As radiation passes through matter, it may undergo changes in its composition and energy by means of transformation or exchanging energy with other particles. When it arrives to a body it could pass through it and/or it could interact with it. The effects can be damaging to beings and objects and may result in death, disease, impairment, destruction and improper function. Active and passive shielding are used to stop or reduce the effects of radiation over an specific target. In the case of active shielding, the desired result is to stop or deflect away the incoming particle from the protected target. For active shielding, mainly electrostatic fields and magnetic fields have been proposed. Active shielding has been use to some extent, yet the size, energy consumption and mass of these systems has reduced their use to a very specific applications. Their effectiveness depends on the strength of the field, the distance over which the field acts, and the rigidity of the radiation particle.

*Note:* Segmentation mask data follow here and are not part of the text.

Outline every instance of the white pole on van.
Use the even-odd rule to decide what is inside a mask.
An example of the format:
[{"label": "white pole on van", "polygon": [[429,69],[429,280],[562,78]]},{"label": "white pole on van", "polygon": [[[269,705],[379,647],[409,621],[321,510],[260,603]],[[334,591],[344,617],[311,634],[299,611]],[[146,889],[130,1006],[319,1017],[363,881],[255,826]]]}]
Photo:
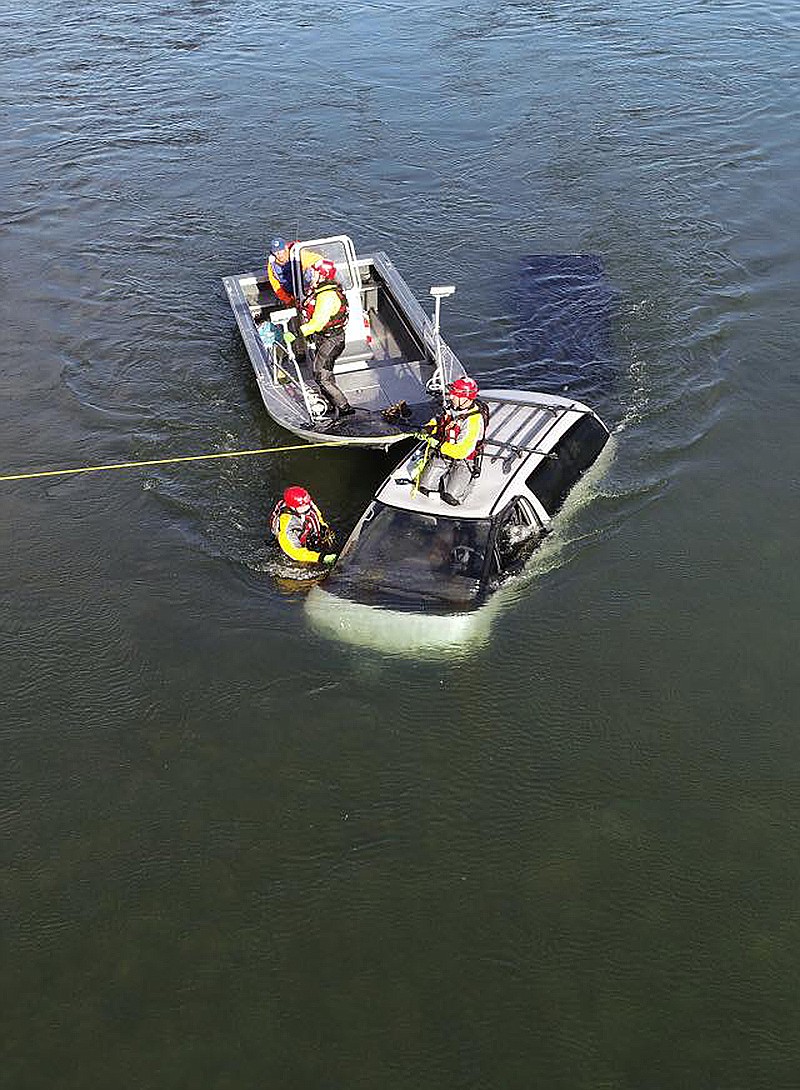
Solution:
[{"label": "white pole on van", "polygon": [[433,296],[435,303],[433,309],[433,343],[436,352],[436,369],[433,372],[433,382],[431,385],[434,389],[440,389],[442,391],[442,400],[447,401],[445,393],[445,381],[442,374],[442,338],[439,336],[439,319],[441,315],[442,299],[446,299],[448,296],[455,292],[454,284],[440,284],[431,288],[431,295]]}]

The intrinsic problems of active electrostatic shielding are the relatively low field strength, the need for active power to run it, and the requirement for huge mass and volume allowances. Usually active electrostatic shielding requires dimensions hundreds of meters and mass of several tons of steel, making it unpractical.

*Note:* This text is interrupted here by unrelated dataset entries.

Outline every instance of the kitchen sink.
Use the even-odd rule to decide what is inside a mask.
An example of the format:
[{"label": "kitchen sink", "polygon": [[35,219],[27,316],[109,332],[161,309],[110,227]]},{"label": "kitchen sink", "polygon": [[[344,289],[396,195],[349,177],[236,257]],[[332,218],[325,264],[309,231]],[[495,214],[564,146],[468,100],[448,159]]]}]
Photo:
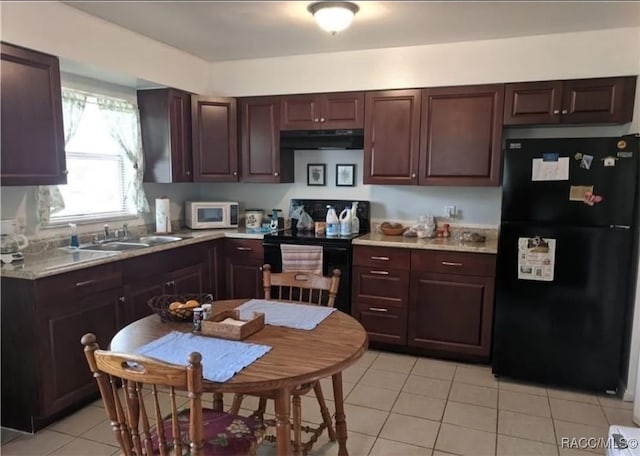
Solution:
[{"label": "kitchen sink", "polygon": [[93,250],[103,252],[121,252],[123,250],[135,250],[150,247],[151,244],[145,242],[125,242],[125,241],[113,241],[105,242],[104,244],[90,244],[80,247],[80,250]]},{"label": "kitchen sink", "polygon": [[145,244],[166,244],[167,242],[176,242],[185,239],[182,236],[161,236],[161,235],[152,235],[152,236],[142,236],[138,239],[137,242],[142,242]]}]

Magnetic active shielding also requires heavy equipment, superconductors to build magnets and is highly power demanding.
Ionizing radiation shielding schemes have, so far, relied mainly on passive shielding. For radiation formed out of non charged particles are—so far—the only way to mitigate or stop the effects.
Traditionally, passive shielding objective has been to absorb into the shield the energy that would have damage the protected target. Passive shielding is widely used due to its simplicity, the lack of constant energy requirements and its foreseeable performance.
Some attempts have been made in the past to improve passive shielding by including magnetic particles within the material, yet the results have not shown significant improvements. Also, when using magnetic elements to alter the direction of the incoming particle, the behaviour of the shield is asymmetric. Depending the trajectory angle of the incoming particle, the magnetic field could deflect radiation
towards the target instead of away from it. This effectively limits its use to cases where the radiation particles direction can be established in advance.
Passive shields can generate secondary radiation such as other particles, gamma rays and neutrons that may not be diverted. Passive shielding attenuates radiation by slowing and moderating it, resulting in the deposition of the radiation's energy in the passive shield and possibly resulting in the complete capture and absorption of the radiation. The success of passive shielding depends upon the stopping power of the shield. This value is a function of the number of interactions with atoms or their parts. The probability for interactions is dependent on the length of the path travelled by the ionizing radiation through the shield. The longer the path that the particle travels, greater is the opportunity for the passive shield to moderate and absorb the radiation. The main drawback of passive shielding is the necessity of very big, dense and/or heavy shields to guaranty enough interactions between the radiation particle and the shield. Also, for certain materials the production of secondary radiation (neutrons, electromagnetic radiation and charged particles) can significantly worsen the effect on the target.